Monday, February 08, 2010

Antiphonale Romanum II

My edition of the new Antiphonale Romanum II arrived via Fedex a few minutes ago - all 780 pages of it.

This book provides the Gregorian music for Vespers for Sundays and Feasts (Volume I was the Liber Hymnarius). It is absolutely stunning in its production values, and the product of many years of work by the Solesmes monastery. The monks set out to restore some melodies, adapt the traditional music for the new needs needs of the three-year cycle of readings ,and make possible music for those readings and antiphons that had no previous setting in the older books - and did so by looking at the ancient chant books to recover some lost material and adapt older material.

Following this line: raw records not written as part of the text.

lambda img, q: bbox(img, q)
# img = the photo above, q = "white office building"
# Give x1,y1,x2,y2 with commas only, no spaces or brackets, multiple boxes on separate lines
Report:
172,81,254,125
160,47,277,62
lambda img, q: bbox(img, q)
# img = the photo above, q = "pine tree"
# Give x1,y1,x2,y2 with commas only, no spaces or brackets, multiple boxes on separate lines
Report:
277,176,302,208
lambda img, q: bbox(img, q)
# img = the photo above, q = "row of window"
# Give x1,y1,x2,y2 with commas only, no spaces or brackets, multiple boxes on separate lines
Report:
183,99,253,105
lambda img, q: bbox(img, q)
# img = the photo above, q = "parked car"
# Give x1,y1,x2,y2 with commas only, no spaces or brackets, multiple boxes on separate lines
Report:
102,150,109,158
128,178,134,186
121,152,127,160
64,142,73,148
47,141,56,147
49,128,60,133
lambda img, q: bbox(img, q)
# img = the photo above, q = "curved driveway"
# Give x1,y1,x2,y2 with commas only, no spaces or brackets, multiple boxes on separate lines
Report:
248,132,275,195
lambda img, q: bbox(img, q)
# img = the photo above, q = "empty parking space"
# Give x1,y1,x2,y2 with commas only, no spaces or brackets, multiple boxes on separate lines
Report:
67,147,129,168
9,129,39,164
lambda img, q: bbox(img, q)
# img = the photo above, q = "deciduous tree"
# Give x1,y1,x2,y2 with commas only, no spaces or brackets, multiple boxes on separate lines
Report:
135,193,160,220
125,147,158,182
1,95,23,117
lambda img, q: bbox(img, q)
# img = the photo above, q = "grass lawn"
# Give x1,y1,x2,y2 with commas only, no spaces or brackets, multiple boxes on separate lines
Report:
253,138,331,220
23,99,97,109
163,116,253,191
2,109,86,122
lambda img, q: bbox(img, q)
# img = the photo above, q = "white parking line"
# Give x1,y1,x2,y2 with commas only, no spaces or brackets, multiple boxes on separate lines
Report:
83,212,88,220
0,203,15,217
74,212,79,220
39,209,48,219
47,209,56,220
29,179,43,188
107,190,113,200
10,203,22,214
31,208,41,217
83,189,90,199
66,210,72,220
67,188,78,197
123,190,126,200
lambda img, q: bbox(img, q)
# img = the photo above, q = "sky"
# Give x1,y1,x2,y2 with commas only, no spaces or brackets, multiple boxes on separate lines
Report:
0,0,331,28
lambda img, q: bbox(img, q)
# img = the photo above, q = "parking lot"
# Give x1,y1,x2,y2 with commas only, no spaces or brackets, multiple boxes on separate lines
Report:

As explained in detail on this MusicaSacred thread, the book provides Vespers for Advent, Nativity to Epiphany with feast days, along with Lent, Passion week, Triduum, and Easter season. It has the Magnificat antiphons listed separately for years A, B, and C, and Concluding prayers for Ordinary Sundays, Solemnities of the Lord. It has a 4-week psalter with hymns, antiphons, pointed psalms, canticles, readings, short responsories, and intercessions.
Propers of the Saints. It includes common and solemn tones for common and solemn intonations, tones for sung reading, responsories, intercessions, prayers, concluding rituales. It has an appendix with the pointed Magnificat in all tones, along with alternative hymn tunes for Pange lingua and Vexilla regis.

The book comes with an introductory letter from the Congregation for the Divine Worship and the Discipline of Sacraments, as translated on the same thread:

The 25th anniversary of the typical edition of the Order for Singing the Office (commanded to be printed by Holy Father John Paul II on March 25, 1983), which responded through a reordering of chants to the needs of those who carry out the celebration of the Liturgy of the Hours in Latin, has already been celebrated. After that edition, a thorough work has been undertaken of melodical restoration of antiphons, a number of which were restored according to old, forgotten manuscript mediaeval sources. Now this repertory of chant merits to be employed in the Divine Office according to the Roman Liturgy, as the Fathers of the OEcumical Council Vatican II have commanded: «Let the treasure of sacred music be preserved and promoted with extreme care.» (SC 114) Hence, this congregation, according to the powers granted by Holy Father Benedict XVI, taking into account the work prepared by the monks of Solesmes, and having heard the Pontifical Institute of Sacred Music as well, approved the introduction of several changes concerning antiphons and responsories in the version of the Order for Singing the Office currently in force. This dicastery will be in charge of making public law the aforementioned changes and ammendments. Anything to the contrary notwithstanding.

Many melodies are restored, but I can't comment on which ones and how. I'm curious about the structural changes but I do not know the details.

The notation is entirely reset with some newer (older) neumes not found in preconciliar chant books. The ictus is eliminated, which doesn't seem to be much of an issue given the shorter length of antiphons, but I don't think there is any question that the elimination of the episema and the dotted punctum is going to create some confusion for people who are used to singing from existing chant books.

I would like to examine it more in depth, but I have to part with my copy tomorrow to send to William Mahrt, who will be able to explain more. A special thank you to my Rome benefactor who sent this to me! You can order a copy from Solesmes for about $54.00 plus shipping.

Given that this is the digital, I would like to make a suggestion: Solesmes and the Vatican should grant permission to the CMAA ( to put this entire book online immediately. It will not hurt sales; just the reverse. Very few these days will pay this kind of money for something they can't see. Let people use it online, print the pages, sing Vespers, and then people see the need for the physical copy. I have my doubts, in fact, that this wonderful work will achieve its much-needed circulation without being online. This will also help poor parishes that have no means of buying this book. I'll make a separate inquiry but if anyone at Solesmes is reading this, please forward the post and let me know. Again, we can have a gorgeous scan up in a matter of one week or so.